In the case of the Ravens, fans who sign up to be conduits for team advertising on social media compete for prizes, which have included signed team jerseys and Super Bowl XLVII swag.

SocialToaster co-founder and CEO Brian Razzaque welcomed the state investment and stressed that the company was committed to Baltimore and Maryland.

“It’s important to us that we maintain strong ties to the community and contribute to the growth of technology innovation in the region,” Razzaque said. “The support of the Maryland Venture Fund will help us to not only grow nationally, but to continue to strengthen our roots right here in our own backyard with other great regional organizations.”

David Adelman, ReelGenie’s founder and CEO, said his company filled a niche in the market by helping legions of smartphone and digital media users put together video “with the same quality as a professionally produced movie.” Including the InvestMaryland money, ReelGenie announced Monday it had raised $850,000 in seed money from various other sources.

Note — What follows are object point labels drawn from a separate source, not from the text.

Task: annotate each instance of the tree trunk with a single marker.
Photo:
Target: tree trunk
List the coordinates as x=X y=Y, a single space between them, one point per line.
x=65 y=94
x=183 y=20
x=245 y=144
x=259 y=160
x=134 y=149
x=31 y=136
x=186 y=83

“More than ever, consumers are telling the stories of their lives, both online and offline, through photos, videos and narratives,” Adelman said. “ReelGenie empowers them to organize this wealth of data and publish it in a compelling way.”

InvestMaryland has been criticized by some, who say the state does not know how to properly handle venture capital and should not be in the investment business. As the legislature adjourned this year, $25 million had been given to private investors, but only $5 million of that money had been invested in Maryland companies.

DBED officials said changes to InvestMaryland — approved by the legislature and signed into law by O’Malley this summer — were necessary to break up that logjam.